Budget boost to electric vehicles will not fix auto sector’s problems2 min read . Updated: 07 Jul 2019, 09:52 PM IST
- Sops in the budget will narrow the gap in ownership cost of EVs vis-à-vis petrol-, diesel-powered cars
- The nudge comes at a time when many vehicle makers are set to hit the market with electric vehicles
Concessions in the Union Budget 2019 to push electric vehicles (EVs) to the fast lane were a bolt from the blue. Neither the industry nor analysts expected a battery of concessions to make EV ownership more viable.
On the contrary, the industry was hoping for incentives such as a lower goods and services tax (GST) rate or direct tax benefits that would boost consumer demand for sectors such as automobiles. The sector, particularly, has been languishing, with sales plummeting for almost a year.
The proposal to lower the GST rate for EVs from 12% to 5% and reduce customs duties on components reinforces the government’s commitment to move ahead on cleaner mobility.
A substantially higher tax exemption on loans incentivizes EV purchases as well.
These steps would help narrow the ownership gap between EVs and vehicles with ICE (internal combustion engine), according to Shailesh Chandra, president (electric mobility business and corporate strategy) at Tata Motors Ltd.
A good thing is that this nudge from the government comes at a time when many original equipment manufacturers across cars and two-wheelers such as Tata Motors, Mahindra and Mahindra Ltd, Hyundai Motor India Ltd, Maruti Suzuki India Ltd, Hero MotoCorp Ltd and Bajaj Auto Ltd are set to hit the market with EVs.
The moot question is, whether the current budgetary incentives will steer customers towards buying EVs?
Analysts are not convinced.
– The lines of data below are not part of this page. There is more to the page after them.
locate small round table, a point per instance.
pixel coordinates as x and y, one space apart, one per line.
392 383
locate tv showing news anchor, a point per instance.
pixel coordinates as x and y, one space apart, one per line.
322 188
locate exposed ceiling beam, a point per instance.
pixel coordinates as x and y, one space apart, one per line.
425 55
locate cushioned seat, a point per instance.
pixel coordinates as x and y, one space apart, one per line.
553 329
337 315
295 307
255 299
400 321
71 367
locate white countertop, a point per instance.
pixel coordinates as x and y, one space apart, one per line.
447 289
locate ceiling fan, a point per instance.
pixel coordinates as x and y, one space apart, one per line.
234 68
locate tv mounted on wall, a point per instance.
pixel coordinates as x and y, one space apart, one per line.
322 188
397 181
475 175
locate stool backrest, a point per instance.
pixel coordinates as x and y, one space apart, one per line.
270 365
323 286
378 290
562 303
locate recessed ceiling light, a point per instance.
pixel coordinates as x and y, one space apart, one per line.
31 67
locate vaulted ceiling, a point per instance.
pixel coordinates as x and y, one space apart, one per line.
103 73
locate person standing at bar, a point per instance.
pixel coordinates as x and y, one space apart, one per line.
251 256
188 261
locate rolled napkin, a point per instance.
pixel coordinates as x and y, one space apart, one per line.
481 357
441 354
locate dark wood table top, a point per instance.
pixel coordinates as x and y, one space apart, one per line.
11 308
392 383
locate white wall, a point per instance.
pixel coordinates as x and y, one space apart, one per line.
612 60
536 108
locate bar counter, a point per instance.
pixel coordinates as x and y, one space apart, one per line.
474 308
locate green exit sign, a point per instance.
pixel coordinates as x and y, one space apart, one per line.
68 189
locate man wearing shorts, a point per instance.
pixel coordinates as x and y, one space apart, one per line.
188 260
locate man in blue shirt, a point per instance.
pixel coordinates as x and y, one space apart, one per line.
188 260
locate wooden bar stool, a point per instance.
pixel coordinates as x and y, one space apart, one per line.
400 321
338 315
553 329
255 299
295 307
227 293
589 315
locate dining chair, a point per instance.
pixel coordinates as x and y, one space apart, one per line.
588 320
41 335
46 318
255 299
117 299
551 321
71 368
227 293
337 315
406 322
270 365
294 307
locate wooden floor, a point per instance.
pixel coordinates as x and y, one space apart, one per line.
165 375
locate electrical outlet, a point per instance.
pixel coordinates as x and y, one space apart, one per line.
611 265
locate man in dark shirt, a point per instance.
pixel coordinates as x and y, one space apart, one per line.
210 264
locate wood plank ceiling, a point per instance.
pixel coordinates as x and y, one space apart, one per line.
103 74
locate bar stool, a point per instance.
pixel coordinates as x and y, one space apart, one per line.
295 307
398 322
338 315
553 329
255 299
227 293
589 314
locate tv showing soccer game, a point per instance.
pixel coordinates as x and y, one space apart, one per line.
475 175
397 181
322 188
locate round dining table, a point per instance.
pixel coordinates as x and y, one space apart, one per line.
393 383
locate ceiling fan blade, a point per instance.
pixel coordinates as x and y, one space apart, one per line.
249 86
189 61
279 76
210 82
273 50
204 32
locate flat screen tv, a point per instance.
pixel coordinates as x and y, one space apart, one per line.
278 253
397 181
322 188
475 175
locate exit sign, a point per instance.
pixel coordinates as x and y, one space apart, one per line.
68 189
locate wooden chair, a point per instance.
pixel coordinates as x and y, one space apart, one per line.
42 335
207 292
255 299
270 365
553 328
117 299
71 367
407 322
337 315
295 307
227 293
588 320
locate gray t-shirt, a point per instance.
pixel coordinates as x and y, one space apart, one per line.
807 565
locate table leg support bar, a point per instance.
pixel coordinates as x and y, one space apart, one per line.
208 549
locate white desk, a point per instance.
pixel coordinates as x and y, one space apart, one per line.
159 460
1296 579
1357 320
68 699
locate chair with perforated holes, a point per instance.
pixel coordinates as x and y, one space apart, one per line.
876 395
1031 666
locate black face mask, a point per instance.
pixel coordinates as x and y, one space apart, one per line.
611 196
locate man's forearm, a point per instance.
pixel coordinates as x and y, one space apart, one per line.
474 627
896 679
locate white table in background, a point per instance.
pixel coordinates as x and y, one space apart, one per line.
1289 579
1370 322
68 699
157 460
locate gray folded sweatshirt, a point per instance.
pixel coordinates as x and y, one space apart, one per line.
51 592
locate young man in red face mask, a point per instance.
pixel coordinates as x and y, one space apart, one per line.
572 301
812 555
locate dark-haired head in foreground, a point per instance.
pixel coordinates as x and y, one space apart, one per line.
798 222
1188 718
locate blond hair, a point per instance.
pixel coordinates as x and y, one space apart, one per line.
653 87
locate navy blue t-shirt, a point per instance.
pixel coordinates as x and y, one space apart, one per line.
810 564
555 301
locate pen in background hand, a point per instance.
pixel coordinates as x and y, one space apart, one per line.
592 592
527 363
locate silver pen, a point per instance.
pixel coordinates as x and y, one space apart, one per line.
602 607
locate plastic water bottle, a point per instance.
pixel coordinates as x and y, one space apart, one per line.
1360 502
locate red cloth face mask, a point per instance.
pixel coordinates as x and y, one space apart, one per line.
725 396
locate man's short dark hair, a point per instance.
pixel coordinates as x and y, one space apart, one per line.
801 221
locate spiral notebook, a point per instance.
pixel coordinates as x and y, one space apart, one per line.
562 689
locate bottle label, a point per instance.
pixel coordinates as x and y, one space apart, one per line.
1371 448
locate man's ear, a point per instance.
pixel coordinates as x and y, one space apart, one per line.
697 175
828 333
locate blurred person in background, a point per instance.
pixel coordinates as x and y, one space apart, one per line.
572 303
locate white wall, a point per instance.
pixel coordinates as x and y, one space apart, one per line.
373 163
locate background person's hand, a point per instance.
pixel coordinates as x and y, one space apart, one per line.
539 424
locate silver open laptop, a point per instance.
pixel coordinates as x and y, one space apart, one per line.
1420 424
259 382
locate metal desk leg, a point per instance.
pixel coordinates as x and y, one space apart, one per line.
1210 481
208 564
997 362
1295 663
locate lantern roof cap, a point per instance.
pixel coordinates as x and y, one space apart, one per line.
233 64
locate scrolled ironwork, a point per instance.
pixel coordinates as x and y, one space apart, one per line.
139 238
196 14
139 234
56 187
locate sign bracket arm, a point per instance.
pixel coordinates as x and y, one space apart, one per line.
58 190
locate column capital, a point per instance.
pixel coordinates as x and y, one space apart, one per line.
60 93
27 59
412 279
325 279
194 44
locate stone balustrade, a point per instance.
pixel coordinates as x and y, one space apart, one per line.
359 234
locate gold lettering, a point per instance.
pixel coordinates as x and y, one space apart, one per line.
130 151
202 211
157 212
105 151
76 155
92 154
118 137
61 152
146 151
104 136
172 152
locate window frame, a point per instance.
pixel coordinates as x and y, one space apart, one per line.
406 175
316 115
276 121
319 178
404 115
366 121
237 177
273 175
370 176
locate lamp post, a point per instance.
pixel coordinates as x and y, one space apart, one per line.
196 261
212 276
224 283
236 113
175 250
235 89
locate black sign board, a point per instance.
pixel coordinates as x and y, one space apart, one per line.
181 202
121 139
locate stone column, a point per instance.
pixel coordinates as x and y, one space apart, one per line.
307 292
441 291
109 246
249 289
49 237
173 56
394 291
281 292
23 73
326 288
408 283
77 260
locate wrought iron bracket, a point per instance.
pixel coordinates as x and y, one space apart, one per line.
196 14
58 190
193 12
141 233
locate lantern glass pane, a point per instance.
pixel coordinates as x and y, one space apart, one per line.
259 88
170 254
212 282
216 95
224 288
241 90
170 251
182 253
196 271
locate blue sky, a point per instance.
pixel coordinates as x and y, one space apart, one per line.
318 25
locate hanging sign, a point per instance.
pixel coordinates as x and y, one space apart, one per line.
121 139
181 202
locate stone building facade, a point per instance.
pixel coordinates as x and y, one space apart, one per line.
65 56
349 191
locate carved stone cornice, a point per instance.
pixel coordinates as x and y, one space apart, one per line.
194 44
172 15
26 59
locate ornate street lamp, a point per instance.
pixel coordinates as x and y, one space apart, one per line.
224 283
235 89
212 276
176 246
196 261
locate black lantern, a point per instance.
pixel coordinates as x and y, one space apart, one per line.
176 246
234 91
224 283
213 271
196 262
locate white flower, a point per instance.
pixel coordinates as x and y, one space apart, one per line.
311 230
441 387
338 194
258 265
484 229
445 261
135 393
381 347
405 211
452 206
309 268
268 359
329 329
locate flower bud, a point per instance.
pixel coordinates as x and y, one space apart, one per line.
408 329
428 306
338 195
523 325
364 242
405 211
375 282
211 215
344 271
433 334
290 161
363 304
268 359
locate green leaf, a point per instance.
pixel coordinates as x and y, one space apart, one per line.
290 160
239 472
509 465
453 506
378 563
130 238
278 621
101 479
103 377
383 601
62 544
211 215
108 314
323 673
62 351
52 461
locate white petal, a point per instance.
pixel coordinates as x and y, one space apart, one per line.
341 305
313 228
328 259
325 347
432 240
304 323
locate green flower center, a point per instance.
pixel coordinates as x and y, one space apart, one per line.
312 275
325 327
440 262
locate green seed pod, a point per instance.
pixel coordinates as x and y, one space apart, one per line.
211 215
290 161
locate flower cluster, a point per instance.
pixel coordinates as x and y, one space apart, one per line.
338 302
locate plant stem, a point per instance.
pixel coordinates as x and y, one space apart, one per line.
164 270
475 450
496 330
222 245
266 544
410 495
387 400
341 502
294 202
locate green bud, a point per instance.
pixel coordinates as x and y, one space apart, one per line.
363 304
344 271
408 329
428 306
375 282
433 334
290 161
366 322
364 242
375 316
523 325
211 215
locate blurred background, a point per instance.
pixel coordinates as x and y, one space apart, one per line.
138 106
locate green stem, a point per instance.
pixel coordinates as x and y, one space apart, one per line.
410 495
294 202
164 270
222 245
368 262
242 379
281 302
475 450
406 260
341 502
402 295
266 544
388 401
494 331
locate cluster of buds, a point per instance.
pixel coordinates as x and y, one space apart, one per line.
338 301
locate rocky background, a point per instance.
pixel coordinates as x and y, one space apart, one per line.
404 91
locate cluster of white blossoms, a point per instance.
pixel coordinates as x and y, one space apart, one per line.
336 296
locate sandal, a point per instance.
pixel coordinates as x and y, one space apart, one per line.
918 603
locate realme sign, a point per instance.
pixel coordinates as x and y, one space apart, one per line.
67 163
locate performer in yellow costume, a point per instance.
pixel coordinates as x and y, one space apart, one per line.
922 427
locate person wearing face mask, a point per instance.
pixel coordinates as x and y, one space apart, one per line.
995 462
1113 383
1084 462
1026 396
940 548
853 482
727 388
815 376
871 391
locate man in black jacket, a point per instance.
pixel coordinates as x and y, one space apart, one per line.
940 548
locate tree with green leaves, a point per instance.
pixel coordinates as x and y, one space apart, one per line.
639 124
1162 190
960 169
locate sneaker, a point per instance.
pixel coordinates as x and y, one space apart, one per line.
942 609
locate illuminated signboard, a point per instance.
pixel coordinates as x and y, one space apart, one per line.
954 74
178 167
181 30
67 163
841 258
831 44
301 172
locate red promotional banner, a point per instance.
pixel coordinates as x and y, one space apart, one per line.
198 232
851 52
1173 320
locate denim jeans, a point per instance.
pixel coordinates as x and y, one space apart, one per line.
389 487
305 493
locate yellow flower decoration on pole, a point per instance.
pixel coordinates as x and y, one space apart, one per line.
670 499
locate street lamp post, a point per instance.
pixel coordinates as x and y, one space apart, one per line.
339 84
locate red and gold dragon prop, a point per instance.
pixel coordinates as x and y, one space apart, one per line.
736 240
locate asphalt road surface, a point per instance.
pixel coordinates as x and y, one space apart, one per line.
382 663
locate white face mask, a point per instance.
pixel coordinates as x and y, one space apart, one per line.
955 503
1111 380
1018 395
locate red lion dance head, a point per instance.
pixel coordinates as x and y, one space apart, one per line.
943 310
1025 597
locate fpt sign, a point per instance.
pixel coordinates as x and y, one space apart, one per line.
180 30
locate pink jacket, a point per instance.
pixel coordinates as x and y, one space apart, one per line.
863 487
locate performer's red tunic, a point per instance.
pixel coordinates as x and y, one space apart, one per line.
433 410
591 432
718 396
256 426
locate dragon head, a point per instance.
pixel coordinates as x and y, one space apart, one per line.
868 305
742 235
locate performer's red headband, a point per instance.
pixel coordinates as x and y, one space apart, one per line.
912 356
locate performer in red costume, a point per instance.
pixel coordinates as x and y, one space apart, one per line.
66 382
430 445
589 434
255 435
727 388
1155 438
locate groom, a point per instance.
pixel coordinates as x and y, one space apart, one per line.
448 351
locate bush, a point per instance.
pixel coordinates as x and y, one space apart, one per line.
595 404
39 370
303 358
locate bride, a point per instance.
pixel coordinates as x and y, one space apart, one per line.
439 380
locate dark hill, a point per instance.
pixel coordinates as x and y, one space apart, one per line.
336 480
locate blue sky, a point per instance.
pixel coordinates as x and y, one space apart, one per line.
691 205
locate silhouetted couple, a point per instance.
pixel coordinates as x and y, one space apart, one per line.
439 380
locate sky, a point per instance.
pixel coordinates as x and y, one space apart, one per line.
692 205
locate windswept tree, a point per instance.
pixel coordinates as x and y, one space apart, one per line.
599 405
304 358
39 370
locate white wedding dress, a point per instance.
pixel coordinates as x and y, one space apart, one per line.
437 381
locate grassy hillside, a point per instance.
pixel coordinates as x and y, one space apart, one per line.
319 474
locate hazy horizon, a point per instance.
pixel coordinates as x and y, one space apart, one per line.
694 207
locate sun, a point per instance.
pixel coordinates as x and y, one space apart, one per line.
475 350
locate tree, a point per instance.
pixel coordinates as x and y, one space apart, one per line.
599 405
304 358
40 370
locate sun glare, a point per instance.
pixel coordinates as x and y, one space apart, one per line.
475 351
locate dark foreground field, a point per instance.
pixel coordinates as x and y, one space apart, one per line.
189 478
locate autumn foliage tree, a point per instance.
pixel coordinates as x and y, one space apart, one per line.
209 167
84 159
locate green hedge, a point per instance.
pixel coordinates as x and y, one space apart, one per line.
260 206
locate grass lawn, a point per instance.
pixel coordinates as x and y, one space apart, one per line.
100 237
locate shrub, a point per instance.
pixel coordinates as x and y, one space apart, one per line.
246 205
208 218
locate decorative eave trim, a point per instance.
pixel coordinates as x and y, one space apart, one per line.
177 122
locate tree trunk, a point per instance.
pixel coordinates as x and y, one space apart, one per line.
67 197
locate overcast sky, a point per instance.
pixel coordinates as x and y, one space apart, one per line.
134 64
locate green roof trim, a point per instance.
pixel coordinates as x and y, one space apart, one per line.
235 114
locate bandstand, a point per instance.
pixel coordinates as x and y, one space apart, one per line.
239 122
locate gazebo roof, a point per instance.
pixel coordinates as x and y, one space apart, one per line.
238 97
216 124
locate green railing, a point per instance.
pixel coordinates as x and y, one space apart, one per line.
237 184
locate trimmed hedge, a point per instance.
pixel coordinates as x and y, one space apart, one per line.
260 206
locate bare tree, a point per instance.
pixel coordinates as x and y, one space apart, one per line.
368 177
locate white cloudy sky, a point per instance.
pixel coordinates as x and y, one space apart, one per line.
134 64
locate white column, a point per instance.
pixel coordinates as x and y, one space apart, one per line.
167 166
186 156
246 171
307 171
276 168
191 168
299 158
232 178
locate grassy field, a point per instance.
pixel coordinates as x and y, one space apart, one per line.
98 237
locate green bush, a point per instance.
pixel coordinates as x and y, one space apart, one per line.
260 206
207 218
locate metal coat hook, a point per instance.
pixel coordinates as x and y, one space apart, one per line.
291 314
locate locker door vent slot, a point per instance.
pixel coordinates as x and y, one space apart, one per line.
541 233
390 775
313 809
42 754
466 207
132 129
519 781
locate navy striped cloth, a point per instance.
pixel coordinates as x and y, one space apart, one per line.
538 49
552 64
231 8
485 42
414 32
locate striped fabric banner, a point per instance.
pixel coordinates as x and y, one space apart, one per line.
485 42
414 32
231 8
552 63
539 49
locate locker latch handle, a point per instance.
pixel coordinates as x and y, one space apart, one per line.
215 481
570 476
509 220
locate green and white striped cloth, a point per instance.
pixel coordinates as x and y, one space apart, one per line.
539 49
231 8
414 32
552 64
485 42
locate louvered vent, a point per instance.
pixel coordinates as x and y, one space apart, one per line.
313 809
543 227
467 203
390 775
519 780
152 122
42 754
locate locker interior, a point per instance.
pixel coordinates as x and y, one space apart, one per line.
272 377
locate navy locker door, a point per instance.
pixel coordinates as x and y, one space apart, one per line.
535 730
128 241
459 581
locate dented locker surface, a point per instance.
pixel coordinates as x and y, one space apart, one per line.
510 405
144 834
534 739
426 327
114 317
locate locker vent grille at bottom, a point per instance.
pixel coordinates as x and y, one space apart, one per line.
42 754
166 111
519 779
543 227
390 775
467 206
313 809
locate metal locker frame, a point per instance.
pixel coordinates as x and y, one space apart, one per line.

Yes, the GST cut, along with the customs-duty waiver on components, will bring down EV prices substantially, given that these cost at least 40-50% more than those of ICE vehicles.
However, even with the incentives on loans, analysts reckon that it would take EV owners twice the time to break-even on ownership costs compared to ICE vehicle owners. In other words, the cost of ownership is high even in entry-level segments.
According to Prayesh Jain, executive vice president at Yes Securities Ltd, “While the measures would narrow the cost difference between electric and internal combustion engine vehicles, the key impediment is the lack of charging infrastructure and availability of products with an adequate charging range at affordable prices. We still believe that the EV story in India is for the longer term."
Besides, short-term woes have been mounting for auto firms. Volumes have contracted in double digits due to a plethora of issues that are still plaguing the sector.
Ebitda margin for most firms are likely to have declined by a steep 150-300 basis points in spite of softer commodity prices compared to the year-ago period. Ebitda is earnings before interest, tax, depreciation and amortization. A basis point is one-hundredth of a percentage point.
A report by Motilal Oswal Services Ltd forecasts a drop in the Ebitda margin for the fourth consecutive quarter for auto companies, leading the brokerage firm to cut FY20/FY21 earnings estimates of most companies it covers.
Thus, while the move to put EVs on the fast track is good, getting too excited about it will be a case of putting the cart before the horse.